AWS Lambda Custom Layers and a Lambda Function in Python

What is AWS Lambda?

AWS Lambda is a serverless compute service, which allow the user to run codes without provisioning or managing servers. With Lambda, the user does not manage runtimes nor admin the server. Utilizing Lambda is as simple as uploading a code in a ZIP file or a container image, and Lambda automatically allocates compute execution power and runs the code based on the incoming request or event. Lambda functions can be written in many flavors such as, Node.js, Python, Go, Java, and more. For more information about Lambda.

In this tutorial, we will explore two important aspects of AWS Lambda, which are Custom Layers and Lambda Function in Python using layers.

Tutorial Scenario:

  1. A user uploads a PDF to S3 bucket.
  2. The bucket PUT event triggers a lambda function.
  3. The lambda function inspects the JSON and extract the bucket and the file names from it.
  4. The file is read using boto3 - AWS Python library.
  5. Apache Tika library is to parse the PDF and to extract metadata and content.
  6. The outcome text is saved in a different/destination S3 bucket.
Then,
  1. We shall create a common layer containing the 3rd part library dependency of Apache Tika.
  2. Finally, code a lambda function in python.

Step 1: Spin a Ubuntu 18.04 LTS instance and Configure App File:

  1. Spin a Ubuntu 18.04 LTS instance. Ensure port 22 is open to SSH.
  2. SSh into the instance and run the following commands:

As a best practice, let’s update our Ubuntu operating system.

sudo apt update

Let’s install the zip utility.

sudo apt install zip -y

pip is the package installer for Python. Let’s install pip.

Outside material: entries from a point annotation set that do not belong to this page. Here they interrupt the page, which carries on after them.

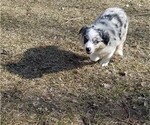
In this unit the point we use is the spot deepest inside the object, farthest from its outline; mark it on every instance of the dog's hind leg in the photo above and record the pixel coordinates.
(119, 50)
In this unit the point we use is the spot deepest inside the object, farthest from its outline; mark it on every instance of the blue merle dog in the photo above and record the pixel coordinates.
(106, 35)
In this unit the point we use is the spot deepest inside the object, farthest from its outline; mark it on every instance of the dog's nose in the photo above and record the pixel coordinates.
(88, 50)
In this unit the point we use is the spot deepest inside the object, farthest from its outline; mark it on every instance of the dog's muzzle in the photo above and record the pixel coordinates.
(88, 50)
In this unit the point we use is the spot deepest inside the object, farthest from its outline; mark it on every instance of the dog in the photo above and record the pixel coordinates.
(106, 35)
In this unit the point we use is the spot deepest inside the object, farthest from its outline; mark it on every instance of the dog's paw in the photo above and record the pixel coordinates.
(103, 64)
(94, 58)
(119, 52)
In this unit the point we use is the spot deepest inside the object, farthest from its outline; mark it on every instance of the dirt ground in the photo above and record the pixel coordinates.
(46, 77)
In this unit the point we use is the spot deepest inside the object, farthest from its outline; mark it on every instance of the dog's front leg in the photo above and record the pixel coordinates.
(94, 57)
(105, 60)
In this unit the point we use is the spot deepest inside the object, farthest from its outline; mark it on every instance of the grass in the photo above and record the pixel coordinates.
(46, 77)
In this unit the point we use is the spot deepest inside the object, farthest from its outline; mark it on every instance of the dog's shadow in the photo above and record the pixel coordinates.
(50, 59)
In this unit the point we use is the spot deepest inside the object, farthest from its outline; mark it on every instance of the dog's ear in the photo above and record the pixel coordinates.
(105, 37)
(83, 30)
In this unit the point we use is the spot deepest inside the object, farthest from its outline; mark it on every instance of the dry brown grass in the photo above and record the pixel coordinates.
(46, 78)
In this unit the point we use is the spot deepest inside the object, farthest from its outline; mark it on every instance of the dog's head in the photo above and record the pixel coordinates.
(93, 39)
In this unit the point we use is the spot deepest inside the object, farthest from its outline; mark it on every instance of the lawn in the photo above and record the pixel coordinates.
(46, 77)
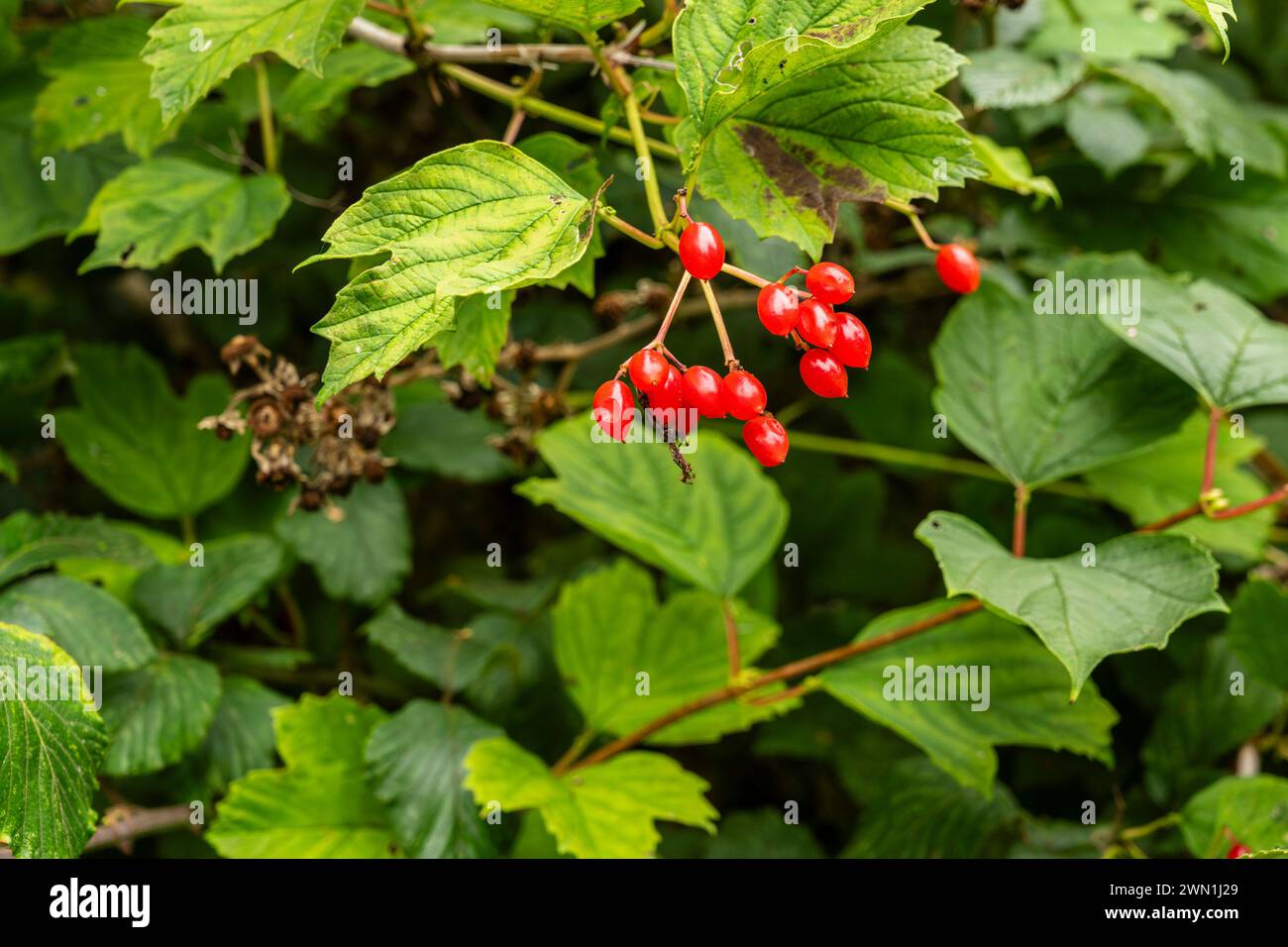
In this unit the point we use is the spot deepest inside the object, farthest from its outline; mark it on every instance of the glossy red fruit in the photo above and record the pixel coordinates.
(818, 324)
(703, 389)
(767, 440)
(829, 282)
(823, 373)
(648, 368)
(700, 250)
(778, 308)
(745, 395)
(853, 346)
(957, 268)
(613, 408)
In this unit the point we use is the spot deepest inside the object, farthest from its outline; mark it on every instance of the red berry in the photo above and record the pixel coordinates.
(745, 395)
(778, 308)
(853, 344)
(648, 369)
(823, 373)
(829, 282)
(700, 250)
(957, 268)
(818, 324)
(613, 408)
(767, 440)
(703, 389)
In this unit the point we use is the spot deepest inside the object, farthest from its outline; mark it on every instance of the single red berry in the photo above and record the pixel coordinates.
(957, 268)
(613, 408)
(853, 344)
(778, 308)
(818, 324)
(703, 389)
(700, 250)
(823, 373)
(648, 369)
(767, 440)
(745, 395)
(829, 282)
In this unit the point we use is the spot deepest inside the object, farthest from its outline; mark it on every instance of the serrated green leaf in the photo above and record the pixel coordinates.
(1140, 589)
(197, 44)
(159, 712)
(51, 749)
(605, 810)
(1043, 395)
(189, 602)
(366, 556)
(609, 629)
(497, 221)
(1250, 809)
(138, 442)
(715, 532)
(416, 761)
(84, 620)
(1026, 696)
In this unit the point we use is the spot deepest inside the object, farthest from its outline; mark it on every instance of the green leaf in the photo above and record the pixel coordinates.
(715, 532)
(1042, 397)
(189, 602)
(1168, 475)
(153, 211)
(30, 543)
(609, 629)
(417, 762)
(52, 750)
(99, 88)
(1231, 354)
(89, 624)
(605, 810)
(923, 814)
(864, 129)
(1138, 590)
(498, 221)
(1253, 809)
(320, 804)
(366, 556)
(159, 714)
(1257, 618)
(197, 44)
(1026, 692)
(138, 442)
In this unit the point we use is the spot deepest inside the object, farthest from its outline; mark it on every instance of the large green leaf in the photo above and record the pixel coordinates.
(1168, 475)
(480, 217)
(416, 761)
(864, 129)
(1044, 395)
(364, 557)
(1138, 590)
(189, 602)
(1231, 354)
(320, 804)
(153, 211)
(609, 629)
(159, 712)
(1026, 694)
(140, 444)
(98, 86)
(715, 532)
(197, 44)
(86, 622)
(605, 810)
(51, 753)
(1250, 809)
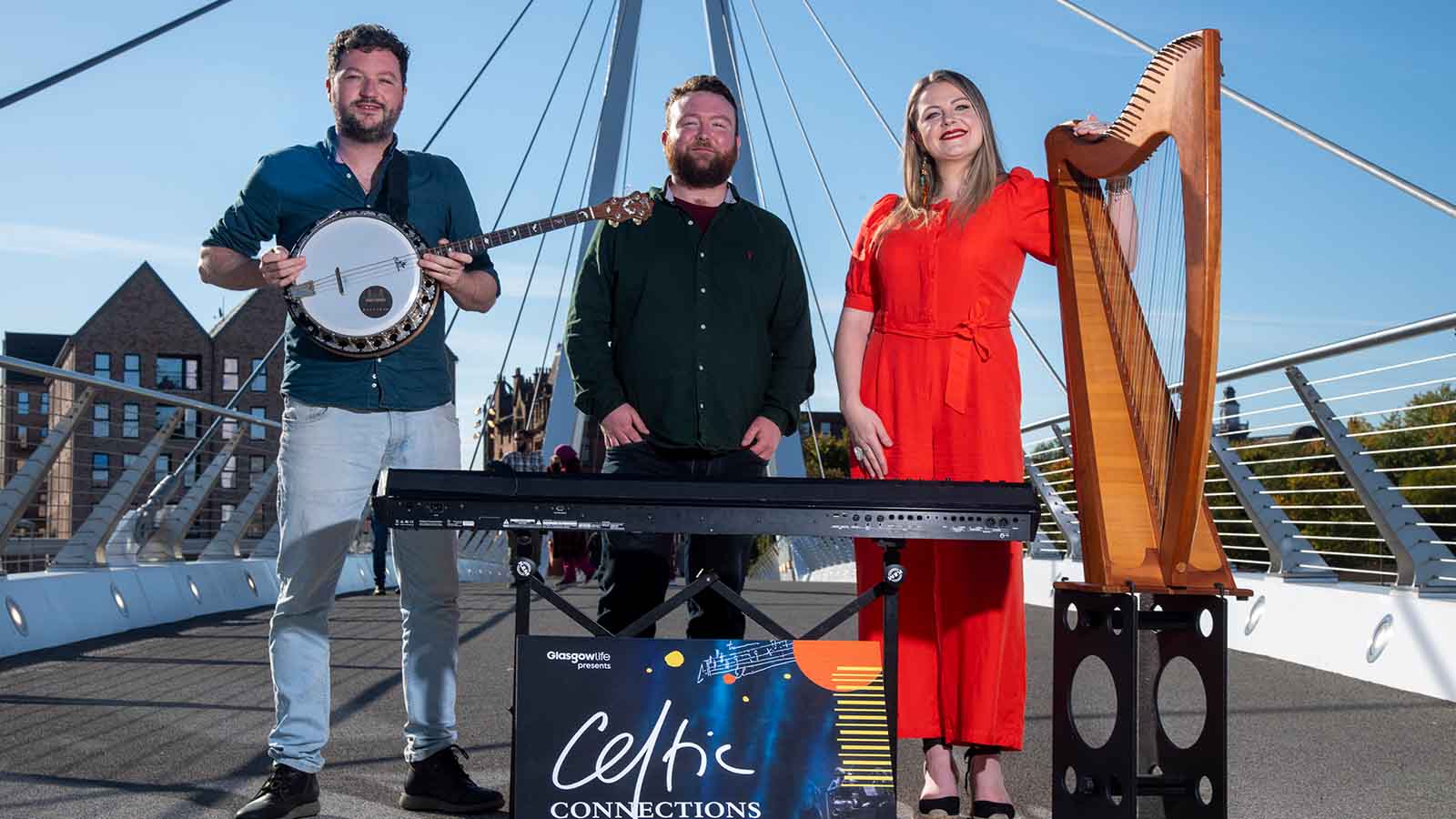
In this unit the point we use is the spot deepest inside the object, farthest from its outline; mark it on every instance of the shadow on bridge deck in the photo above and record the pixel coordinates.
(171, 722)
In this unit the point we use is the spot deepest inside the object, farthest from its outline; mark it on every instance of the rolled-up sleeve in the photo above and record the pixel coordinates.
(465, 222)
(252, 219)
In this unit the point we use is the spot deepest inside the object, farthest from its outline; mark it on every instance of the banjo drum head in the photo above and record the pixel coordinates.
(376, 263)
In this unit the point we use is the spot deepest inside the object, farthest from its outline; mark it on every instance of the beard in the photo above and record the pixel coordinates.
(351, 127)
(698, 171)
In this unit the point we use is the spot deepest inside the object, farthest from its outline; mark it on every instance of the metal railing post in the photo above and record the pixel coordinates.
(1063, 516)
(87, 545)
(167, 541)
(21, 490)
(1281, 538)
(225, 544)
(1417, 557)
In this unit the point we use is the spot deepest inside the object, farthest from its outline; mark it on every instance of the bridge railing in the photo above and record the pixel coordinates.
(106, 472)
(1332, 464)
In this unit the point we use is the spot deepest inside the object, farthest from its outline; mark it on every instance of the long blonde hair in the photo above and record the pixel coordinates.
(982, 175)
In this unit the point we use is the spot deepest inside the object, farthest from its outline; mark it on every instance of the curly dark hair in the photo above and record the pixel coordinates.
(701, 82)
(369, 36)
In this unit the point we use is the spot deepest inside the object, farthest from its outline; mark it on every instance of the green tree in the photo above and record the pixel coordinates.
(834, 452)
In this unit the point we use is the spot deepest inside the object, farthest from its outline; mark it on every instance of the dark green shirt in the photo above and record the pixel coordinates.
(701, 332)
(293, 188)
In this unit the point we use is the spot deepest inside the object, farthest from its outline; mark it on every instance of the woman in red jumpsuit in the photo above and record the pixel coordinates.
(931, 389)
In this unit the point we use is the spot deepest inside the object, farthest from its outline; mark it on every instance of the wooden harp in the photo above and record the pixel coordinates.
(1140, 446)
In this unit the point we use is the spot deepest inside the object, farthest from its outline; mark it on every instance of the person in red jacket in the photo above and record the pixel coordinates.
(931, 389)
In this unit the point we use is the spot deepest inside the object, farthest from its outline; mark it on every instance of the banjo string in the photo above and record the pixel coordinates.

sudo apt install python3-pip

The chown command allows us to change the user and/or group ownership of a given file or directory.

sudo chown ubuntu:ubuntu -R /opt

We will cd into opt directory. cd is the command used to move between directories/folders.

cd /opt

mkdir is the command to create directories.

mkdir -p appzip/python

Let’s cd into app directory.

cd appzip/

Now, we will use the zip utility to zip the appzip.

zip -r appzip.zip python

We will download the zip file to our device. We will use Secure Copy scp, which is command line utility to allow us to securely copy files and directories between devices.

From your device’s terminal, use the following command to download the zip file to your local device. For more information, visit AWS.

scp -i <Name>.pem ubuntu@<EC2-Public-IP OR DNS>:/opt/appfolder/appfolder.zip ./appfolder.zip

I’m using AWS CLIv2 via my Windows Command Line:

C:\Users\Omar-PC\Desktop>scp -i Lambda.pem ubuntu@XX.XXX.XX.XXX:/opt/appfolder/appfolder.zip C:\Users\Omar-PC\Desktop

lambda

Step 2: AWS Lambda Layer Configuration

On AWS lambda, click on “Layers”, give it a name, description and upload the zip file (appzip). So far, we created a lambda layer as simple as that.

lambda

Step 3: Lambda Role and S3 configuration

  1. Create an IAM role which allows the lambda function to access other needed resources.

lambda

  1. Add the following policies to the role, “AmazonS3Full Access and CloudWatchFull Access.

  2. Name the role, lambda-pdf-extractor.

lambda

  1. On S3, create two buckets:

    A. First bucket name: source[5 random numbers]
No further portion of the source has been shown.